Industry officials earlier had expected that RVers would be able to self-administer a health questionnaire, as do those who seek a license endorsement to tow travel trailers weighing more than 10,000 pounds and fifth-wheels exceeding 15,000 pounds. The questionnaire is the same for motorized and towable license endorsements.
“It is a decided inconvenience to our members,” said Sue Bray, president of the Good Sam Club, a unit of Affinity Group Inc. (AGI).
AGI also is the parent of TL Enterpries Inc., publisher of RV Business and RVBUSINESS.COM.
“While we weren’t arguing that the DMV shouldn’t require some sort of medical information, it was not the intent at all that they would have to go to a physician,” Bray said. “These units have an excellent safety record.

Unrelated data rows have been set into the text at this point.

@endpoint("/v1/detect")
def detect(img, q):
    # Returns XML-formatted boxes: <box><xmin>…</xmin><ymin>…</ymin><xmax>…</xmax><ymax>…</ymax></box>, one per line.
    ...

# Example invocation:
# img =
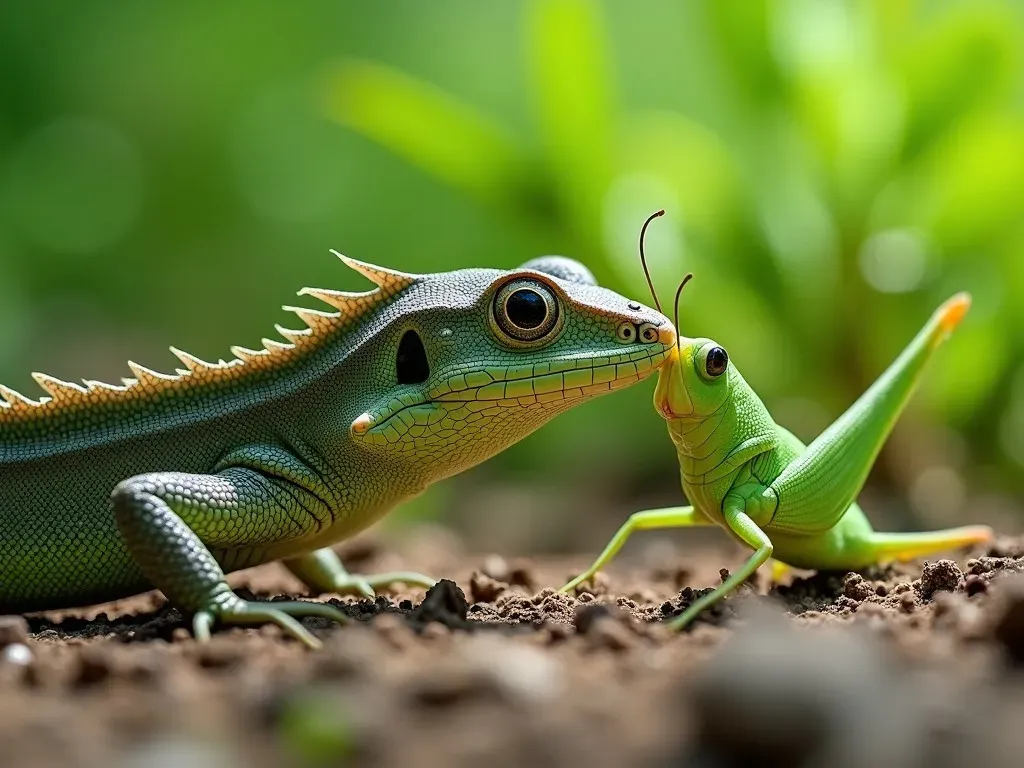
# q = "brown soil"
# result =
<box><xmin>0</xmin><ymin>537</ymin><xmax>1024</xmax><ymax>768</ymax></box>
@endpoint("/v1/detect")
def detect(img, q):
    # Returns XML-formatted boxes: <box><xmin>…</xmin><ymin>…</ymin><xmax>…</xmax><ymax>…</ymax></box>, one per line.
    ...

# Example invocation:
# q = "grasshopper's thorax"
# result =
<box><xmin>655</xmin><ymin>339</ymin><xmax>775</xmax><ymax>516</ymax></box>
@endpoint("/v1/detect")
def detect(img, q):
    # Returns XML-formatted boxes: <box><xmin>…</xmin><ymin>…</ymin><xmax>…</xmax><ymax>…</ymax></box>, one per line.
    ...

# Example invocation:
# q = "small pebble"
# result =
<box><xmin>469</xmin><ymin>570</ymin><xmax>508</xmax><ymax>603</ymax></box>
<box><xmin>899</xmin><ymin>591</ymin><xmax>918</xmax><ymax>613</ymax></box>
<box><xmin>921</xmin><ymin>560</ymin><xmax>964</xmax><ymax>599</ymax></box>
<box><xmin>965</xmin><ymin>575</ymin><xmax>988</xmax><ymax>597</ymax></box>
<box><xmin>0</xmin><ymin>615</ymin><xmax>29</xmax><ymax>648</ymax></box>
<box><xmin>843</xmin><ymin>573</ymin><xmax>874</xmax><ymax>602</ymax></box>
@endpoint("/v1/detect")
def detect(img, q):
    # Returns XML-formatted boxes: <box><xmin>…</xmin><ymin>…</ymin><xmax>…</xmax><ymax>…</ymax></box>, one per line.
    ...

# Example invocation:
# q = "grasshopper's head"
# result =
<box><xmin>350</xmin><ymin>257</ymin><xmax>676</xmax><ymax>480</ymax></box>
<box><xmin>654</xmin><ymin>338</ymin><xmax>737</xmax><ymax>422</ymax></box>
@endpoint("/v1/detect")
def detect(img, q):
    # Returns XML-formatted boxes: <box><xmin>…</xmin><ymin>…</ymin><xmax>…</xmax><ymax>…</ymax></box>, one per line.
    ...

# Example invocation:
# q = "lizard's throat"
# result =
<box><xmin>351</xmin><ymin>346</ymin><xmax>667</xmax><ymax>461</ymax></box>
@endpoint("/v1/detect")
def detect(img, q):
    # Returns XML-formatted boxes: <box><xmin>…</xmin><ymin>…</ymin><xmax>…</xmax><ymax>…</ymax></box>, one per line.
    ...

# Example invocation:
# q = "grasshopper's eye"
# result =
<box><xmin>640</xmin><ymin>323</ymin><xmax>658</xmax><ymax>344</ymax></box>
<box><xmin>494</xmin><ymin>280</ymin><xmax>559</xmax><ymax>343</ymax></box>
<box><xmin>705</xmin><ymin>346</ymin><xmax>729</xmax><ymax>379</ymax></box>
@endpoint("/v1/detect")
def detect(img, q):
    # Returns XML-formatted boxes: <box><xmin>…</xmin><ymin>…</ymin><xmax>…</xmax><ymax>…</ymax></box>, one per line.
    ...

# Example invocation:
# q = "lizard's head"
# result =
<box><xmin>351</xmin><ymin>256</ymin><xmax>676</xmax><ymax>476</ymax></box>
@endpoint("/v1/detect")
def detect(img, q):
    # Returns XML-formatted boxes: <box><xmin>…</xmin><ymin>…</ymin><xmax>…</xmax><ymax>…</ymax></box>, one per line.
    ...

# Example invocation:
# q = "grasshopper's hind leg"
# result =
<box><xmin>860</xmin><ymin>525</ymin><xmax>992</xmax><ymax>563</ymax></box>
<box><xmin>559</xmin><ymin>507</ymin><xmax>714</xmax><ymax>592</ymax></box>
<box><xmin>765</xmin><ymin>294</ymin><xmax>971</xmax><ymax>534</ymax></box>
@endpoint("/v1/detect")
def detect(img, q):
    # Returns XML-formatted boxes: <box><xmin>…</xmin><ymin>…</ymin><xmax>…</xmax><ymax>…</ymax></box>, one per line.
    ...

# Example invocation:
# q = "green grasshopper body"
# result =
<box><xmin>562</xmin><ymin>219</ymin><xmax>992</xmax><ymax>628</ymax></box>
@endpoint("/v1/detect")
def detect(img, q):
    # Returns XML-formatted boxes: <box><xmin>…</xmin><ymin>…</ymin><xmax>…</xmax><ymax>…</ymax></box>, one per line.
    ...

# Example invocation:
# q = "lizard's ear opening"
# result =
<box><xmin>520</xmin><ymin>256</ymin><xmax>597</xmax><ymax>286</ymax></box>
<box><xmin>395</xmin><ymin>331</ymin><xmax>430</xmax><ymax>384</ymax></box>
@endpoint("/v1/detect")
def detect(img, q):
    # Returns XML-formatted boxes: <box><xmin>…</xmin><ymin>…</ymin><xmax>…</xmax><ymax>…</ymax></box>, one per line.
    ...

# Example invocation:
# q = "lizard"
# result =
<box><xmin>562</xmin><ymin>211</ymin><xmax>992</xmax><ymax>629</ymax></box>
<box><xmin>0</xmin><ymin>252</ymin><xmax>675</xmax><ymax>647</ymax></box>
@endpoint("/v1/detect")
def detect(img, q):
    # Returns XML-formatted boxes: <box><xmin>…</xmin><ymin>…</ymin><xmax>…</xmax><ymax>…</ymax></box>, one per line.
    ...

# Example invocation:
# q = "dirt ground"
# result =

It’s just overkill.”
The Good Sam Club, Family Motor Coach Association (FMCA) and the Recreational Vehicle Industry Association (RVIA) all appealed the DMV’s decision. However, their appeals were rejected last month.
In his appeal, RVIA President David Humphreys said that evidence of medical problems could be detected during the operational test, and that 40 foot-plus motorhomes have been driven on California highways for 10 years without a serious incident being reported.
The issue of licensing 40 foot-plus motorhomes, referred to by the California DMV as “house cars,” has been a long-term dilemma for the state, which realized during the late 1990s that it was issuing license plates for the vehicles that couldn’t be driven legally on the state’s highways.
Gov. Gray Davis vetoed one bill approved nearly unanimously by the California legislature, citing non-specific safety concerns. He later signed another bill into law that was changed only slightly from the first.
An administrative law judge rejected Humphreys’ safety claims saying that the
National Highway Traffic Safety Administration (NHTSA) could provide no breakdown of the number of accidents or fatalities involving 40 foot-plus motorhomes.
“The department tried to obtain statistics from other states but we were unable to find any statistics on house-car operators’ health conditions or accident rates. … To assume lack of statistics to prove (sic) a safety point could prove dangerous,” the judge wrote.
RVIA General Counsel Craig Kirby termed the physician requirement “an unnecessary hurdle” and he believes few RVers requesting the 40 foot-plus endorsement on their licenses will be rejected.
“The operators of these large units are extremely safe and cautious,” Kirby said. “They don’t want to put themselves into a dangerous situation. People who develop medical conditions probably will sell their unit rather than keep driving it.”